Why is Occupation a Factor?


Awareness of who uses your employment history or current occupation to evaluate your credit or insurance worthiness will help with understanding the reasons for an evaluation based on occupation. Credit card companies, mortgage and auto-loan lenders, and even debt collectors take your occupation into account when assessing your credit worthiness.

Your occupation is one component of a scoring rubric purposed to give an outlook on your steadiness as consumer. In the credit industry the perusal of your employment history and occupational status is more straight forward, as it determines availability of funds.

Offensive or not, your occupation and employment history are also used, even within the credit and loan industry, to determine your level of personal responsibility or propensity to take risk. The basis of evaluation on responsibility figures in with the idea of financial risk equating to driving risk.

Minimized Risk Equals Maximized Profit


Insurance companies are in business to make money. Any successful business will minimize expenditure while increasing profit. This is simple math. The sure-fire way for any insurance company to profit is to minimize risk as much as possible.

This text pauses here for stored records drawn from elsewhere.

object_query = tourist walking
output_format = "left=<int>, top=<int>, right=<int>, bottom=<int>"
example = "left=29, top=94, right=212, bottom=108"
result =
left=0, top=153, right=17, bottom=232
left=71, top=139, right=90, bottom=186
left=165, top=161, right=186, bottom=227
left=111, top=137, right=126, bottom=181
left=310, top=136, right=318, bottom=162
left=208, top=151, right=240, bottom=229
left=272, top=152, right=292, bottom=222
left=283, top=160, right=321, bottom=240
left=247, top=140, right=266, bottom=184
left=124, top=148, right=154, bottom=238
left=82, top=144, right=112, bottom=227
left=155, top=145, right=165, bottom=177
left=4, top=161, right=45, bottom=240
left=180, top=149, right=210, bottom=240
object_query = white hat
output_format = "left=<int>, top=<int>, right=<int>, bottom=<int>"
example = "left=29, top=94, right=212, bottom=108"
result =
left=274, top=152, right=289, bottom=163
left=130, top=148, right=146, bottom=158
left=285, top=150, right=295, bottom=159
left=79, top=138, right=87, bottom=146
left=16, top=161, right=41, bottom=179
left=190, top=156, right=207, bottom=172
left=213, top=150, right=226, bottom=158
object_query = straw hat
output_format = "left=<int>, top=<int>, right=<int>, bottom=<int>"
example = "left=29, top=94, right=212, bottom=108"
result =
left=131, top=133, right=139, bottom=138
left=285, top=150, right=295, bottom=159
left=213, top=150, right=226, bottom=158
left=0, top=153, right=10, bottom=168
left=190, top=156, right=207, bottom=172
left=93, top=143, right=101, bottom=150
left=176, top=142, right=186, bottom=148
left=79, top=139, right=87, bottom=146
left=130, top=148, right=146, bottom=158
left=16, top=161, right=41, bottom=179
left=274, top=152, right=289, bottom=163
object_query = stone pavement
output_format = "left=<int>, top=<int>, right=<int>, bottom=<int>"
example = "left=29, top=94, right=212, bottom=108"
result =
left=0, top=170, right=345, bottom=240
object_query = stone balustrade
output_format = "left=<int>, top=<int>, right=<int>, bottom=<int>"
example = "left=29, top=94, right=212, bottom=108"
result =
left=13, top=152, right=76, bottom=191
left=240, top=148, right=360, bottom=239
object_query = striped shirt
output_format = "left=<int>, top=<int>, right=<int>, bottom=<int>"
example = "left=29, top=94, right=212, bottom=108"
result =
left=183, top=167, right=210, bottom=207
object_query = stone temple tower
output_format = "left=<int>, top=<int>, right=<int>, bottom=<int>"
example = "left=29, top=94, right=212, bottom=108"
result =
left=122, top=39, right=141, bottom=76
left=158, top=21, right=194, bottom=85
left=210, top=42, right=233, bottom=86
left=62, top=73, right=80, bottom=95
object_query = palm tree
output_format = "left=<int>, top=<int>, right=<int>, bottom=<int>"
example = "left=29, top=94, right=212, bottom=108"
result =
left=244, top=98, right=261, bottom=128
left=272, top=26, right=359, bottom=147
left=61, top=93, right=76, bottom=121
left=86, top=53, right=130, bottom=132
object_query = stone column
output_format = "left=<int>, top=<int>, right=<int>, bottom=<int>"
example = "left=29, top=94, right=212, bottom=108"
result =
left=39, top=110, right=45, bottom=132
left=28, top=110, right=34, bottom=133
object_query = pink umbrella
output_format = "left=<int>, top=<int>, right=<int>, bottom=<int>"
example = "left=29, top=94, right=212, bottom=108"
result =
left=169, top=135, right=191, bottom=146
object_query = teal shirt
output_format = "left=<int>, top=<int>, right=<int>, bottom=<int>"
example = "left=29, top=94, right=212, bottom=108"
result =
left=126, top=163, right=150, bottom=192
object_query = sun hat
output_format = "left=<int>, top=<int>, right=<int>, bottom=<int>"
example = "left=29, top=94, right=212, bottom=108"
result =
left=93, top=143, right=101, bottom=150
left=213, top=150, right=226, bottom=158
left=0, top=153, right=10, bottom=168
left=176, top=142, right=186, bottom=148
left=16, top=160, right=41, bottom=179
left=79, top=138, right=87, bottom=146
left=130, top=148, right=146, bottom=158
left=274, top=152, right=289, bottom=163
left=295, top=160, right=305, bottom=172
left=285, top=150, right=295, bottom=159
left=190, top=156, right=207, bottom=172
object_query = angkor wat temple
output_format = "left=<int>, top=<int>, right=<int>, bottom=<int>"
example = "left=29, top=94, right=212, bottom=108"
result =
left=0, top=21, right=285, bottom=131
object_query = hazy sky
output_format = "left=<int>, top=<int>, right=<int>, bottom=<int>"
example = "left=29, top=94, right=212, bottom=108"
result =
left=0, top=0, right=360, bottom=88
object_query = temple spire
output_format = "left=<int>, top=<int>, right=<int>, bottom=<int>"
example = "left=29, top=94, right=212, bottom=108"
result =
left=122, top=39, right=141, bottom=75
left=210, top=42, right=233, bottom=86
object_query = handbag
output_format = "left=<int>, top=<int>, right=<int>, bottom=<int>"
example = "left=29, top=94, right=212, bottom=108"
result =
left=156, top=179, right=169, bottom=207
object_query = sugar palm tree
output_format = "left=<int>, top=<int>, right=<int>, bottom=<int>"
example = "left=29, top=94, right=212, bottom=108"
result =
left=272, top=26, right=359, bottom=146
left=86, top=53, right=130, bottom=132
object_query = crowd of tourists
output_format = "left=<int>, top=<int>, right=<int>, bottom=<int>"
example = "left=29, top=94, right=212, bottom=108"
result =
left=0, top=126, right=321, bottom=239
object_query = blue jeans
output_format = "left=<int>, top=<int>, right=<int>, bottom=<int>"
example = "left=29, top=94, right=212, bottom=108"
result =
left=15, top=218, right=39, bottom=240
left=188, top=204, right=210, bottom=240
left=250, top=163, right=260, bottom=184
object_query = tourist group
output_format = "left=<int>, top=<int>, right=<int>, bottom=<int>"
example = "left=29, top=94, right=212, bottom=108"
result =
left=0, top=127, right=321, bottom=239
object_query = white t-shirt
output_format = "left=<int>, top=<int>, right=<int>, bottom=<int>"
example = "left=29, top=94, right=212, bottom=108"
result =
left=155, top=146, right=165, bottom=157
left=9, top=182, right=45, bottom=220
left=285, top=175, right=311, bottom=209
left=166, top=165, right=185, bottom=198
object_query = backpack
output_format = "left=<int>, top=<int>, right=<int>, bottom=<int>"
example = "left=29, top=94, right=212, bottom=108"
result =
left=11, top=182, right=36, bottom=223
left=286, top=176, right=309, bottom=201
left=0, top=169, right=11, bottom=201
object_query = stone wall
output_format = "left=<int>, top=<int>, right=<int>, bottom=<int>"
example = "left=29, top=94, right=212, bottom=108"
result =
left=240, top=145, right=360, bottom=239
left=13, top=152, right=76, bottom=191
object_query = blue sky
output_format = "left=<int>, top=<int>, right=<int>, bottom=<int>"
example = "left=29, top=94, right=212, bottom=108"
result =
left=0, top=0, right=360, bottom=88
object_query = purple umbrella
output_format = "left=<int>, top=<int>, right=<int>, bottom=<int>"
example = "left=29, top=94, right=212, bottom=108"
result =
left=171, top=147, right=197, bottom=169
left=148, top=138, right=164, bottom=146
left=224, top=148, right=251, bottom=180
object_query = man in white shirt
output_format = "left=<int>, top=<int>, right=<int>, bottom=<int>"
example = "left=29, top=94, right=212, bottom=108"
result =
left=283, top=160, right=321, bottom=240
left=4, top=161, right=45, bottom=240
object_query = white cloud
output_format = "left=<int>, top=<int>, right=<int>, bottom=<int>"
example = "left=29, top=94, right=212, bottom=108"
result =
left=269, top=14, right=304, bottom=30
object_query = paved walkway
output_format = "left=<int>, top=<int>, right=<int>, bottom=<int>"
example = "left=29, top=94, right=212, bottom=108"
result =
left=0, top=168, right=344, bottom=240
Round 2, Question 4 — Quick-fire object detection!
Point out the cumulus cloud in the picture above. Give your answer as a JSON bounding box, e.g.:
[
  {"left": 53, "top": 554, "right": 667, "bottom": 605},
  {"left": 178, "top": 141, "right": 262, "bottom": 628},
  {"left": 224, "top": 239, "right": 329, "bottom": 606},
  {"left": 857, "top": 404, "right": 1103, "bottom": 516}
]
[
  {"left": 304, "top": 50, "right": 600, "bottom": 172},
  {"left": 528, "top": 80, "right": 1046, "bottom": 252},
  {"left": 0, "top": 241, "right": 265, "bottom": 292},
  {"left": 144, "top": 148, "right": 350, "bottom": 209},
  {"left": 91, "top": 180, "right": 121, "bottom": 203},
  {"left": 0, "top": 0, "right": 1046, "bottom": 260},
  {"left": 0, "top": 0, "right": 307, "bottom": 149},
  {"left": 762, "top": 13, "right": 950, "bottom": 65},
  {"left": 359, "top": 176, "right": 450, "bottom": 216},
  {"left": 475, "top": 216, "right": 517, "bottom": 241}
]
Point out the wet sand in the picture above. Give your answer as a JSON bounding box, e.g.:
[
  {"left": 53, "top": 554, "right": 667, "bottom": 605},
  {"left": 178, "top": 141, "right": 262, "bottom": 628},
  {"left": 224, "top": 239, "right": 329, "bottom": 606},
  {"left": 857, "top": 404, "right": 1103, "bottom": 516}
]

If your occupation as a garbage collector doesn’t reflect the potential you had as the son of a wealthy business tycoon then you may be considered careless and therefore a risk. But it’s not all about the money or personal patterns of irresponsibility.

There are differing opinions on that question. While some experts support using occupation as an evaluating factor on the premise that it is brutal but fair, other experts are expressing that other factors, such as uncontrollable circumstances, should be given more credence in the rate evaluation process.